Monday, October 15, 2018

Record Companies Are Outdated!

The Big Music Project 

The economic principle I’m exploring is: Institutions are the “rules of the game” that influence choices.

My research question to help me study the economic principle is: What laws/rules that record companies put on jazz musicians to lower or raise their income?


The article published in RollingStone, an American monthly magazine founded by Jann Wenner that focuses on popular culture and focus to a younger readership interested in youth-oriented television shows, film actors, and popular music, titled “Musicians Get Only 12 Percent of the Money the Music Industry Makes” demonstrates this economic principle by arguing/showing that practices like recording music with record companies are outdated and take too much money away from musicians. Instead, by using technology such as streaming and live concerts musicians can cutout the middlemen and keep more money for themselves.

RollingStone
Technology has given consumers more options for purchasing music. U.S. listeners spend over $20 billion a year on buying music.  The entire industry including on-demand streams, CD sales, radio play, live events,  have made more than $43 billion a year.
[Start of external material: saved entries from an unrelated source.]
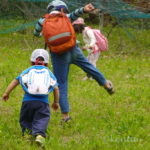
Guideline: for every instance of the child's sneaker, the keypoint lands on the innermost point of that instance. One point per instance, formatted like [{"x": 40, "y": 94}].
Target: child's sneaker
[
  {"x": 109, "y": 87},
  {"x": 40, "y": 140}
]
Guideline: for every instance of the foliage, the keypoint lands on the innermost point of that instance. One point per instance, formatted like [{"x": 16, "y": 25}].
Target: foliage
[{"x": 99, "y": 121}]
However, artists only take home $5 billion, or about 12 percent.

This is because of “value leakage” involved in producing and distributing music, like the costs of running, fixing, streaming, etc… that the record companies have to do. “When you end up tracing all the dollars, around 10 percent of it gets captured by the artist. That’s amazingly low.” I am shocked by this. There are so many musicians out there and if I was dreaming of making it big out there, I would just give it up because it is not worth the hard work and risk of it all. I can’t afford anything with the money they give me.

I believe artists should be able to deliver their music directly to fans and take the majority, if not all, of the profit. But as said by Citigroup’s media, cable and satellite researcher Jason Bazinet, who co-authored the report, tells Rolling Stone that “the music business is still largely operating on the systems that it used to use decades ago, when songs were sold in stores and owned in homes and not licensed and leased via the Internet.” If Internet music companies were to “organically morph into music labels,” as Citi’s research report suggests, or if concert promoters merged with streaming services, the music business would be cutting out superfluous middlemen and offering that money back to artists themselves.” I think this is an excellent idea because musicians should be able to keep more of the money they earn---it's already difficult for artists to get into the industry and make a living.
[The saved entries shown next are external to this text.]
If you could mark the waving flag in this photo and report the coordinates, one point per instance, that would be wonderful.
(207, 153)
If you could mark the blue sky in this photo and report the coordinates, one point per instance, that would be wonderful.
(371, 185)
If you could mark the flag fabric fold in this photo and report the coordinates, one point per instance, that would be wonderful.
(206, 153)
Eventually, “Citi’s analysts estimate that the friction will decrease over time, however. It notes that artists are already getting more of industry revenue than in past years through avenues like touring and self-releasing music — both of which generate much more money than a traditional record label deal.” I glad that this old custom is being updated. We want music and if the companies don’t change their ways, there is going to be shortage of people wanting new music and not enough musicians dealing it out because of these unfair customs.

In my next blog post I will research the question: Does a jazz musician benefit more from live concerts or records?